Job references, hyperlinks, phone calls, friend requests, emails, pings, meetups, family, financial transactions and the list goes on and on — data is not only getting bigger, it is becoming more connected. Not all connections are made equal. Many of your connections say something interesting about you. Consider the simple example, in which a Person can be connected to a Building by various edge types, and then think about what those edge types mean.
Might Indicate about the person
Might indicate about the Building
They have a home
It is an apartment building
They like to eat out
It is a restaurant
They have a job
It is a company
They have money to spend
It is a store
Table 1: Graph inferencing
This is the value that relationships have. They might seem to represent mundane activities, but can reveal patterns of behaviour that give significant value to the owners of the data. What if the person eats at a fast food restaurant frequently? They may be interested in coupons for other fast food restaurants. Conversely, what if the person is very well connected and they shop at a store? It is possible that their friends may be interested in that store. In the same way, if that person is a known bank thief and they frequent a deli next to a bank, this might be a valuable lead for the police. These three scenarios highlight very popular use cases for graph databases: advertising/marketing, social networks or network management, and fraud/criminal detection.
But just what is a graph database? A graph database is a native storage engine that enables efficient storage and retrieval of graph structured data.
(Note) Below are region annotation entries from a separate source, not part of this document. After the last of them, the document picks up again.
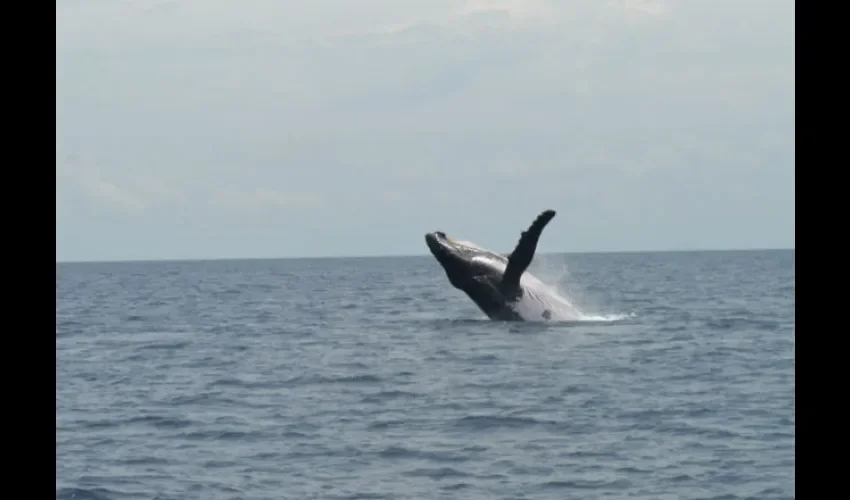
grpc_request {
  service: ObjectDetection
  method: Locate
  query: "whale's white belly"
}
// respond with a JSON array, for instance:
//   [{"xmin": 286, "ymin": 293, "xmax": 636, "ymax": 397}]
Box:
[{"xmin": 475, "ymin": 257, "xmax": 579, "ymax": 321}]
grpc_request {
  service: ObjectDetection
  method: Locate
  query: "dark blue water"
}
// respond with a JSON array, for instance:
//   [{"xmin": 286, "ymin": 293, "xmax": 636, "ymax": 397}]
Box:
[{"xmin": 56, "ymin": 251, "xmax": 794, "ymax": 500}]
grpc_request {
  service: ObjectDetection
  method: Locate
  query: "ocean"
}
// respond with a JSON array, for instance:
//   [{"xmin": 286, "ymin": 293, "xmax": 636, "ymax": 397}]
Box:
[{"xmin": 56, "ymin": 250, "xmax": 795, "ymax": 500}]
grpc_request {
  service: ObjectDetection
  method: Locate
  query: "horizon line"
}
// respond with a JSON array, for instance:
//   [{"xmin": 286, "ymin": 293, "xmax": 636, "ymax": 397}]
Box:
[{"xmin": 56, "ymin": 247, "xmax": 796, "ymax": 265}]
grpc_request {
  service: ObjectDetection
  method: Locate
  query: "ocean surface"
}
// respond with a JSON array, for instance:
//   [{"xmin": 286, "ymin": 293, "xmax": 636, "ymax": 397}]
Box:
[{"xmin": 56, "ymin": 250, "xmax": 795, "ymax": 500}]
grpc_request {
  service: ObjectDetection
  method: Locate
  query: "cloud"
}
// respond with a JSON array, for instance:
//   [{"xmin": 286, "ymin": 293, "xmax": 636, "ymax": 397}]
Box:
[{"xmin": 56, "ymin": 0, "xmax": 794, "ymax": 258}]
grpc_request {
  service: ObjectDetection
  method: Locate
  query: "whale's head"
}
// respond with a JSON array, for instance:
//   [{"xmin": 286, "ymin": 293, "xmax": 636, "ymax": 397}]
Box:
[{"xmin": 425, "ymin": 231, "xmax": 504, "ymax": 291}]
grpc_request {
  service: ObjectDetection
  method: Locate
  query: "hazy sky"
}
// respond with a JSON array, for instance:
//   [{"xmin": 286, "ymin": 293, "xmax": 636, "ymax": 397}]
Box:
[{"xmin": 56, "ymin": 0, "xmax": 795, "ymax": 261}]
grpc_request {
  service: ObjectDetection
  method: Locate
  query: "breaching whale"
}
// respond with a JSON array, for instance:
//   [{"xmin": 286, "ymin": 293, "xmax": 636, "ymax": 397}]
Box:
[{"xmin": 425, "ymin": 210, "xmax": 572, "ymax": 321}]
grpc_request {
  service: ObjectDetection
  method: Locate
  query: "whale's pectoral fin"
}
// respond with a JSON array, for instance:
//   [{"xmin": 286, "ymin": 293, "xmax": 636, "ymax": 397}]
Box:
[{"xmin": 500, "ymin": 210, "xmax": 555, "ymax": 293}]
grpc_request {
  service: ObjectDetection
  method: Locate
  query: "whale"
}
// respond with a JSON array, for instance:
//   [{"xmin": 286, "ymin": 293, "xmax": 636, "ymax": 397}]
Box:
[{"xmin": 425, "ymin": 210, "xmax": 575, "ymax": 321}]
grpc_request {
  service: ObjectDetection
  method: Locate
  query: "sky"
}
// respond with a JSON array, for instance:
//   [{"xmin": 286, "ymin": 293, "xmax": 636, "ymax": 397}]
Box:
[{"xmin": 56, "ymin": 0, "xmax": 795, "ymax": 261}]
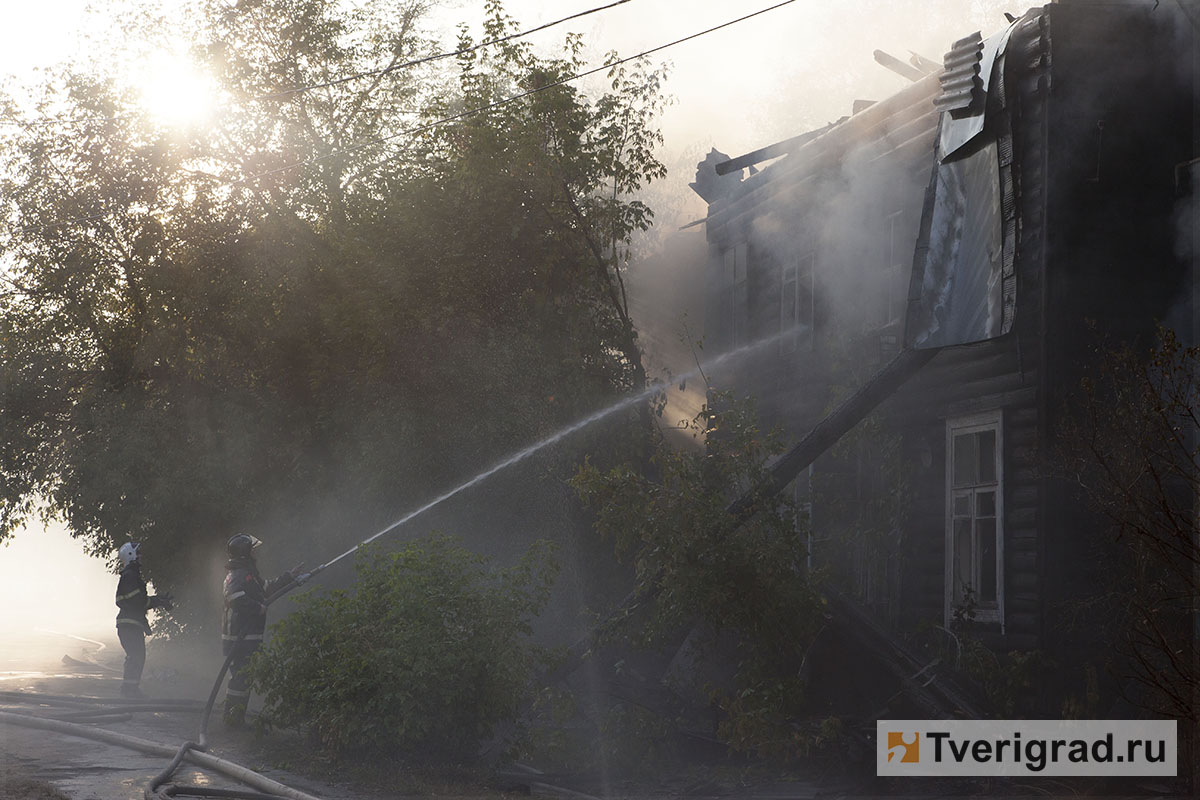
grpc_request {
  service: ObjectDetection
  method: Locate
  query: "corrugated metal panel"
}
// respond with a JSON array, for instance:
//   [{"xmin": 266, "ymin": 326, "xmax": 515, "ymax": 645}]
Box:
[{"xmin": 934, "ymin": 31, "xmax": 984, "ymax": 116}]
Graph databases are typically used:
- When the data source is highly connected,
- Where the connections are important (add value to the data), and
- When the user access pattern requires traversals of those connections.
Graph databases are different than other types of databases because they have a unique data model (vertices and edges) and they are used in unique applications built around graph use cases. Unlike graph analysis engines or visualization frameworks, graph databases are optimized around concurrent access of persisted data, so users can navigate the data as it is being added or updated. Consider a recommendation engine based on a social graph (like Figure 1) where the purchasing patterns of your “friends” or “neighbours” are used to suggest merchandise that you might be interested in buying.
Figure 1: Social Graph
In order to identify popular items to recommend, the recommendation engine could traverse the connections in the data to find interesting patterns of purchases. You might only be interested in data pertaining to certain types of People: students, perhaps, or women over the age of 40 who own a home. This navigational query can be quite complex, but it is possible to execute it using an API designed for navigational queries.
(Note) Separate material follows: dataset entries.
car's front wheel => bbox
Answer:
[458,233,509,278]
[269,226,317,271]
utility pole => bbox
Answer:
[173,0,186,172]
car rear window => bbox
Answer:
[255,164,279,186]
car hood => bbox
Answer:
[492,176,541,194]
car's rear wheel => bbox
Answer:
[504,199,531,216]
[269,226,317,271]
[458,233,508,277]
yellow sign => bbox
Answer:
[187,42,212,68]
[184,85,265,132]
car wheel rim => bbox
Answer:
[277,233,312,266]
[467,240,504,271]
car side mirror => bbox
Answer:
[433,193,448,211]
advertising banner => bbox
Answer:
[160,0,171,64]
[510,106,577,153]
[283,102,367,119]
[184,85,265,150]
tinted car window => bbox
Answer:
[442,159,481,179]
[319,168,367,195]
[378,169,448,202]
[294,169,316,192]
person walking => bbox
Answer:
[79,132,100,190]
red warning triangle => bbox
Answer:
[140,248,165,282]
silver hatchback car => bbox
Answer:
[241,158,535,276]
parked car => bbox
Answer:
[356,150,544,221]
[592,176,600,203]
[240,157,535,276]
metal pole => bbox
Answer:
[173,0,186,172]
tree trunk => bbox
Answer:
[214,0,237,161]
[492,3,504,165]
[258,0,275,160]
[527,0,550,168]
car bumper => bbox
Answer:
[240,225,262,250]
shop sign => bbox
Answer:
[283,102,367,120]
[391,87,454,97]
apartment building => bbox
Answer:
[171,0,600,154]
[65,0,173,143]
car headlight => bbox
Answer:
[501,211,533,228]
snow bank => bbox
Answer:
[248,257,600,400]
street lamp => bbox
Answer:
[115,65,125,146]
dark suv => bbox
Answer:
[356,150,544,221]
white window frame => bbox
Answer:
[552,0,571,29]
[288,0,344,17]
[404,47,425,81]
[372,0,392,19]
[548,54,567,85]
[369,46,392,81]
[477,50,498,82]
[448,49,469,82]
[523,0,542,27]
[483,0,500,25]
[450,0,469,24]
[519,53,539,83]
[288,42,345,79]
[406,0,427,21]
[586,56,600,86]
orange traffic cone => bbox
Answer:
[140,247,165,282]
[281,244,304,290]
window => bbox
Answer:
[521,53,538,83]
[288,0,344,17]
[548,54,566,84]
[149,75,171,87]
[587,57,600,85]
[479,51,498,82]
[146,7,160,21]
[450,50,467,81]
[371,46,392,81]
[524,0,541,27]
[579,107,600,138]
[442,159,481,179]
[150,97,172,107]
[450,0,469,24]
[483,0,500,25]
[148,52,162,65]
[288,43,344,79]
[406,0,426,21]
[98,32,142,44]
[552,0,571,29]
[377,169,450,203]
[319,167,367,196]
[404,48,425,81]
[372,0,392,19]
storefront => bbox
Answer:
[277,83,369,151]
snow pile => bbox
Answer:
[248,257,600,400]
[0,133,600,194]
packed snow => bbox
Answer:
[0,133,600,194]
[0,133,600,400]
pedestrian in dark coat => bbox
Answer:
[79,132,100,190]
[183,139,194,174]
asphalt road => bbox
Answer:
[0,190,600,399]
Reading Distributed Graph Data
Distributing data is the practice of storing data in multiple physical locations. There are many reasons why someone would want to distribute their data using a distributed database technology, but the most notable are scalability and data localization. Data localization represents the idea of storing data where it most makes sense, which is usually local to the applications that are accessing it most frequently. Also, the ability of a database to distribute data into partitions is critical to their ability to horizontally scale.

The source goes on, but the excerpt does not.